Por enquanto, o começo de 2011 ainda não mostrou indicadores de que esses fundos estão se recuperando, pelo menos em termos de captação.
Os multimercados registraram resgates de R$ 580 milhões, enquanto os fundos de renda fixa atraíram R$ 3,02 bilhões na primeira quinzena de janeiro de 2011. Nesse mesmo período, os fundos de curto prazo e DI acumulam mais de R$ 16 bilhões em novos aportes. “Com o recomeço do ciclo de alta dos juros básicos, os multimercados e os fundos de ações não devem atrair os investidores, ao contrário do que está ocorrendo com os fundos atrelados às taxas básicas de juros”, diz Sandra Petrovsky, superintendente de investimentos da Votorantim Asset Management. Com isso, a tendência de baixa no segmento que vem do ano passado deve continuar por mais alguns meses, com maior possibilidade de recuperação a partir do segundo semestre.
Os fundos de ações também registraram mais resgates do que captações.
O patrimônio desses fundos encolheu em R$ 450 milhões na primeira quinzena do ano. Por outro lado, o apetite dos investidores estrangeiros com a Bolsa brasileira continua em alta. Até a metade de janeiro, haviam entrado R$ 2,04 bilhões em recursos do exterior na Bovespa.

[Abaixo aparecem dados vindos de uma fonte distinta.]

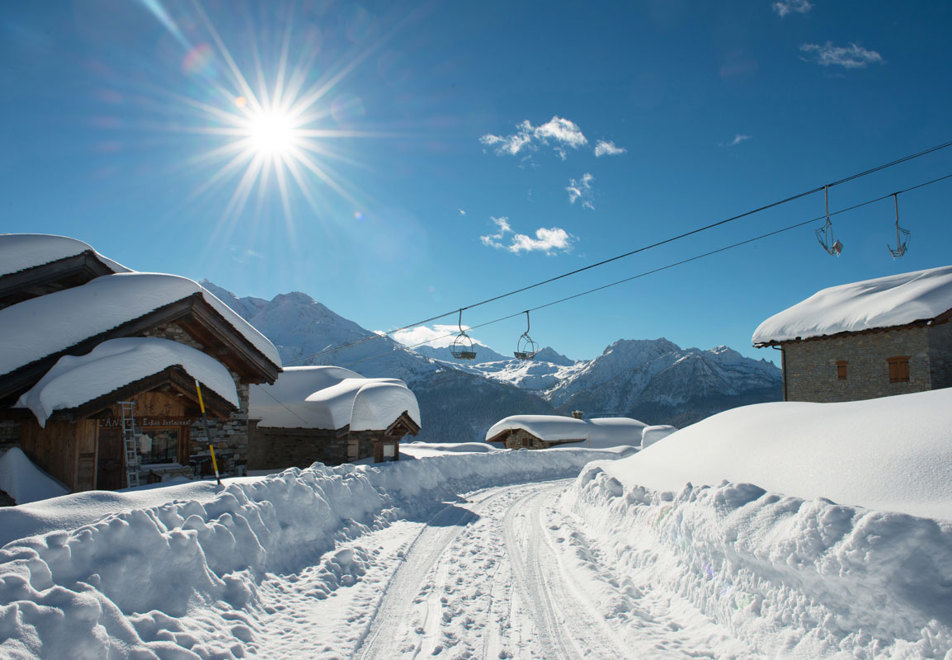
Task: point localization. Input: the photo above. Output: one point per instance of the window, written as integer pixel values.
(841, 369)
(899, 369)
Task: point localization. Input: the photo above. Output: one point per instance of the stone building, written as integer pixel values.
(868, 339)
(83, 334)
(545, 431)
(330, 415)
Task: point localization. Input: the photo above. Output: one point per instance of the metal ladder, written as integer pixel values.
(129, 443)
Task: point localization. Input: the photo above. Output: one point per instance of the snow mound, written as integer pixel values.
(891, 454)
(790, 577)
(25, 482)
(603, 432)
(653, 434)
(331, 398)
(123, 586)
(54, 322)
(21, 251)
(74, 380)
(880, 303)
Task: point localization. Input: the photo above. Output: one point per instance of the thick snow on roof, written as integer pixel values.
(25, 482)
(21, 251)
(331, 398)
(604, 432)
(891, 454)
(880, 303)
(45, 325)
(75, 380)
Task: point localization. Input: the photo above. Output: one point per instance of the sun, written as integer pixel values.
(272, 133)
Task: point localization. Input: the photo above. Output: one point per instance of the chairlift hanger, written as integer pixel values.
(526, 349)
(463, 347)
(825, 233)
(902, 235)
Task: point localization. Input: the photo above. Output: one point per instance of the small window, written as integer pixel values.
(899, 369)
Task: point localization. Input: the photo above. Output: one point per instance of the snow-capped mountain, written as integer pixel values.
(655, 381)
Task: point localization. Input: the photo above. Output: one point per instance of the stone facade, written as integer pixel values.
(811, 374)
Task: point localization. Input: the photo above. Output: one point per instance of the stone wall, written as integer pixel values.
(230, 436)
(940, 353)
(811, 373)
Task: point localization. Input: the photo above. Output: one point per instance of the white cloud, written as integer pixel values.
(548, 240)
(581, 189)
(848, 57)
(608, 148)
(495, 240)
(784, 7)
(558, 132)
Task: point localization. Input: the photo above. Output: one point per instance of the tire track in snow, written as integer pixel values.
(566, 627)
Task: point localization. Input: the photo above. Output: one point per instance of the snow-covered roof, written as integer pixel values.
(36, 328)
(880, 303)
(21, 251)
(331, 398)
(75, 380)
(605, 431)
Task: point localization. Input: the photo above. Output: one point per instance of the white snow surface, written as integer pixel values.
(890, 454)
(879, 303)
(183, 571)
(75, 380)
(21, 251)
(331, 398)
(25, 482)
(653, 434)
(600, 432)
(48, 324)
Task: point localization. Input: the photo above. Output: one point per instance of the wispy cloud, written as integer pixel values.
(558, 132)
(547, 239)
(784, 7)
(581, 189)
(608, 148)
(848, 57)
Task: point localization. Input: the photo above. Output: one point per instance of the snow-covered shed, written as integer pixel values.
(76, 347)
(863, 340)
(328, 414)
(544, 431)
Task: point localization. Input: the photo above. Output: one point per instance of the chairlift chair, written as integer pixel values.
(825, 233)
(526, 349)
(902, 235)
(463, 347)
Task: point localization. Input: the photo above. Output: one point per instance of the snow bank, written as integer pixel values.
(123, 586)
(653, 434)
(880, 303)
(331, 398)
(603, 432)
(892, 454)
(790, 577)
(21, 251)
(48, 324)
(25, 482)
(74, 380)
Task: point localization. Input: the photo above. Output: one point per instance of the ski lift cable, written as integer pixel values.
(650, 246)
(697, 257)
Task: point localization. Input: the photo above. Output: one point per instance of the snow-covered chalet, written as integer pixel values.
(868, 339)
(82, 335)
(329, 414)
(545, 431)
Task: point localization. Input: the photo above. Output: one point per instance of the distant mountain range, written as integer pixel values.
(654, 380)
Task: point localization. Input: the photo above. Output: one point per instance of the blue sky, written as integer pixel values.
(449, 152)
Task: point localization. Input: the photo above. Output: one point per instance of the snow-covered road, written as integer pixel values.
(502, 572)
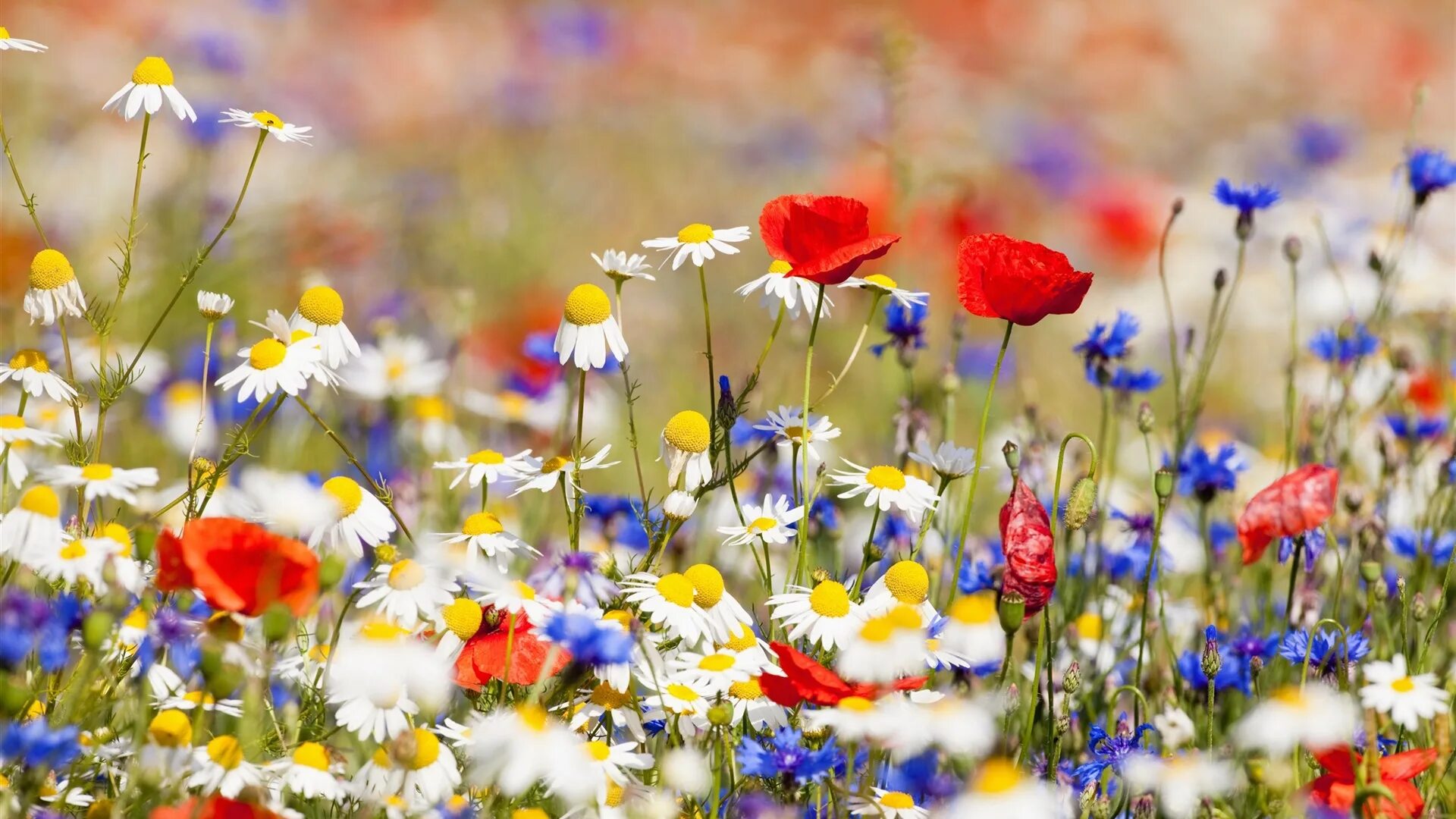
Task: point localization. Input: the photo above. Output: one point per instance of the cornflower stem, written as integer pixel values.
(348, 453)
(976, 471)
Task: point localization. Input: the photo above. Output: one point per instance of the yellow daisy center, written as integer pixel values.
(688, 431)
(676, 589)
(708, 585)
(41, 500)
(319, 305)
(153, 72)
(226, 751)
(31, 360)
(50, 270)
(587, 305)
(267, 354)
(909, 582)
(829, 599)
(886, 479)
(482, 523)
(347, 493)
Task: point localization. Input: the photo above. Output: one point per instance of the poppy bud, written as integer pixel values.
(1081, 503)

O cenário mostra que a Bolsa pode se recuperar e assumir uma trajetória de alta durante o ano, o que favorece a maioria dos multimercados, que utiliza ações em seus portfólios. As dúvidas que ainda persistem são sobre a trajetória do câmbio e a extensão do ciclo de aperto monetário imposto pela política econômica do Banco Central para frear a inflação.